American retailer Walmart has joined hands with Google’s parent company Alphabet to acquire a major stake in the Indian e-commerce business, Flipkart. Walmart has recently signed a definitive agreement to acquire about 75 percent of the Indian online retailer and has made a formal announcement for the same.
As part of the deal, co-founder and executive chairman Sachin Bansal has announced to exit completely, selling his 5.55 percent stake. Flipkart’s existing shareholders China’s Tencent Holdings, and US-based Tiger Global Management, are making a partial exit, retaining small stakes.

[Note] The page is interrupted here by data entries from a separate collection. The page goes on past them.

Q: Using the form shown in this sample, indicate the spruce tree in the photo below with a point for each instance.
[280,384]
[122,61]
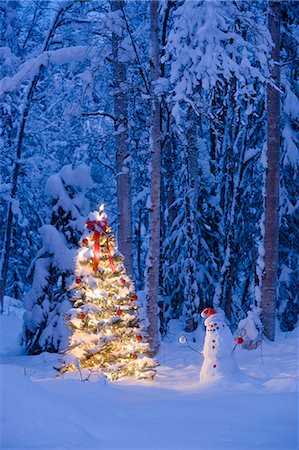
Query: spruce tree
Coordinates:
[48,299]
[107,331]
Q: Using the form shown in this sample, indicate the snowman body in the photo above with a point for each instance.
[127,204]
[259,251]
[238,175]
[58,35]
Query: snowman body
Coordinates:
[218,350]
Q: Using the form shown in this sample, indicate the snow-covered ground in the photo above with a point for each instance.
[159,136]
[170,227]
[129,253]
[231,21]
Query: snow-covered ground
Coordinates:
[258,410]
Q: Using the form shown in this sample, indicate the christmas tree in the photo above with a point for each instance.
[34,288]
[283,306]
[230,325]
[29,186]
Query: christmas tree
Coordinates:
[106,321]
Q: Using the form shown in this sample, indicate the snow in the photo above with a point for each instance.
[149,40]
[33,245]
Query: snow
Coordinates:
[219,357]
[258,411]
[55,244]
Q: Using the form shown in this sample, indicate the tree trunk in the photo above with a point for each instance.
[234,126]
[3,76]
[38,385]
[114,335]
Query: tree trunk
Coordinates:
[269,284]
[123,161]
[155,148]
[17,165]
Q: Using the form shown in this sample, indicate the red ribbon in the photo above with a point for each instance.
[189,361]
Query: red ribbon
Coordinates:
[102,224]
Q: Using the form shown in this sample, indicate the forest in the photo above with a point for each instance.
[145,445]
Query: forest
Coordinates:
[155,142]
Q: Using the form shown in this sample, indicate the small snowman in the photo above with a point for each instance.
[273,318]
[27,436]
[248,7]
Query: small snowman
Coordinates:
[218,350]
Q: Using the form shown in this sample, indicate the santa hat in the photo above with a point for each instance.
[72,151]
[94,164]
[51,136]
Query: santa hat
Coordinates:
[207,312]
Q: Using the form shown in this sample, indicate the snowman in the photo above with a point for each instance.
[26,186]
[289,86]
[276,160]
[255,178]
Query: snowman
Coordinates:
[218,347]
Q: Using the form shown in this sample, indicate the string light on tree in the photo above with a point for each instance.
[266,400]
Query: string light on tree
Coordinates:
[106,320]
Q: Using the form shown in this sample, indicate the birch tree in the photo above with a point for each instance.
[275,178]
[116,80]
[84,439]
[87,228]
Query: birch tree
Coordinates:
[152,281]
[19,146]
[123,161]
[269,285]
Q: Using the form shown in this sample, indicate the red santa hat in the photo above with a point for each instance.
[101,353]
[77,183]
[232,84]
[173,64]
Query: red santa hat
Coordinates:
[207,312]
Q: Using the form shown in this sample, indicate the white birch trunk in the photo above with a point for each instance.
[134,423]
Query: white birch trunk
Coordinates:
[152,279]
[269,285]
[123,161]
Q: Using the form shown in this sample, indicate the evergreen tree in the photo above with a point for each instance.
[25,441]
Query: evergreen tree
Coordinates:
[107,332]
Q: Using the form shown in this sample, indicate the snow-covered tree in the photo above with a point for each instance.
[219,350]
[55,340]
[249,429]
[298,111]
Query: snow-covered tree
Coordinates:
[288,297]
[48,299]
[107,330]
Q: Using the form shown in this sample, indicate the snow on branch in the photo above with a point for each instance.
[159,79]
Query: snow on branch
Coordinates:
[31,67]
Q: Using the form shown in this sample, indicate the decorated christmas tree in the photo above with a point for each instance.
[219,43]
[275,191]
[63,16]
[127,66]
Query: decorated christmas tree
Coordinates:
[107,330]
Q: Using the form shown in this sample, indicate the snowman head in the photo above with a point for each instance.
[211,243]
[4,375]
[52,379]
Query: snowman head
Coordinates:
[207,312]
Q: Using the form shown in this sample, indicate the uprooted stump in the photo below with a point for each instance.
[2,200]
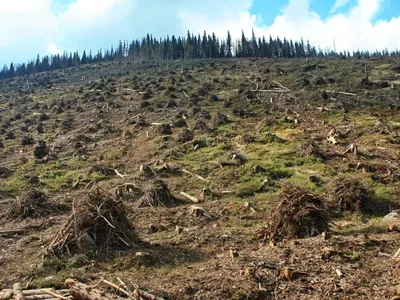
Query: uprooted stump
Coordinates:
[298,214]
[156,193]
[31,204]
[98,224]
[350,194]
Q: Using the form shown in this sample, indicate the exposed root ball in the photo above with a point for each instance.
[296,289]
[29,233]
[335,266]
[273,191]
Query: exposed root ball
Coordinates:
[298,214]
[97,224]
[32,204]
[350,194]
[156,194]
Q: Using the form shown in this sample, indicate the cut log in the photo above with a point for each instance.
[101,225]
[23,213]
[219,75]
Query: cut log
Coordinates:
[140,294]
[352,149]
[198,211]
[35,292]
[396,256]
[13,231]
[198,176]
[17,291]
[250,206]
[118,173]
[331,140]
[393,228]
[194,199]
[117,288]
[80,291]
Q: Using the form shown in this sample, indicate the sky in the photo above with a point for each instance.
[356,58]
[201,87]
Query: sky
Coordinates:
[31,27]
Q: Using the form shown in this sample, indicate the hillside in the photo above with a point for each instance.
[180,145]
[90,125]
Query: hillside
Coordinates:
[232,137]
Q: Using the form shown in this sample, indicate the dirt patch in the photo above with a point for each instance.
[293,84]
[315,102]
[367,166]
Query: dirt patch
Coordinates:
[31,204]
[156,193]
[351,194]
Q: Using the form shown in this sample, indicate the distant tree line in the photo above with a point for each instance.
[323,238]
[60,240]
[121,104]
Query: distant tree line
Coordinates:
[190,47]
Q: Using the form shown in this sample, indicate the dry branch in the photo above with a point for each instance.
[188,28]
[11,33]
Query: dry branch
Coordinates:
[191,173]
[17,291]
[82,291]
[194,199]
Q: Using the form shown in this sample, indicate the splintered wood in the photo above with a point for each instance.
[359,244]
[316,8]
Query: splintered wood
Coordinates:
[18,293]
[78,291]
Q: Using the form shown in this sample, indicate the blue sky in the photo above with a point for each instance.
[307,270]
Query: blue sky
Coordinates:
[29,27]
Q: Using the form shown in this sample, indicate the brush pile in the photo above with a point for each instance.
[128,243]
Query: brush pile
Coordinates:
[156,194]
[31,204]
[350,194]
[98,224]
[298,214]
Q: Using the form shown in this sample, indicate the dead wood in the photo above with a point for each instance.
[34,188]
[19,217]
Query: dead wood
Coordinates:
[298,214]
[157,193]
[191,173]
[147,171]
[350,194]
[6,294]
[13,231]
[191,198]
[82,291]
[198,211]
[17,292]
[31,204]
[352,149]
[98,224]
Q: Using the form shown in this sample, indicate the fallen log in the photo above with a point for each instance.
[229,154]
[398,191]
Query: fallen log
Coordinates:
[194,199]
[6,294]
[17,291]
[198,176]
[343,93]
[82,291]
[13,231]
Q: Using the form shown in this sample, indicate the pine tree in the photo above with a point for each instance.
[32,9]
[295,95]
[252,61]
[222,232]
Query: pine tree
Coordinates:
[229,45]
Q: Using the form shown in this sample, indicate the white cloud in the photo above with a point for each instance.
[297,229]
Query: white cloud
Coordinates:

South Africa-based Naspers Ltd and Microsoft Corp will also keep small holdings in the new company.
Sources indicate that these investors likely have the option of selling their stake to the Bentonville-based retailer at a later date at the same valuation at which Walmart bought a majority stake in Flipkart. SoftBank, which owns 20.8 percent stake in the company will exit completely. Headed by Masayoshi Son, the Japanese company will make a neat profit by selling its stake in Flipkart, with its investment of US$ 2.5 billion set to fetch about US$ 4 billion, a gain of 60 percent.
Tencent Holdings and Tiger Global Management will continue their representation on the board. Flipkart will be listed on Indian stock exchanges in the subsequent years, as a fully-owned Walmart subsidiary, a corporate strategy similar to what it has adopted in Mexico.
Walmart India and Flipkart will continue to maintain distinct brands after the deal. New investors can pick stake in Flipkart in a fresh round. While it could bring down Walmart’s holding slightly, the American giant will continue to retain a significant majority holding.
Walmart is likely to use a mix of fresh debt and cash to finance the deal. After the deal’s closure, Flipkart’s financials will be reported as part of Walmart International.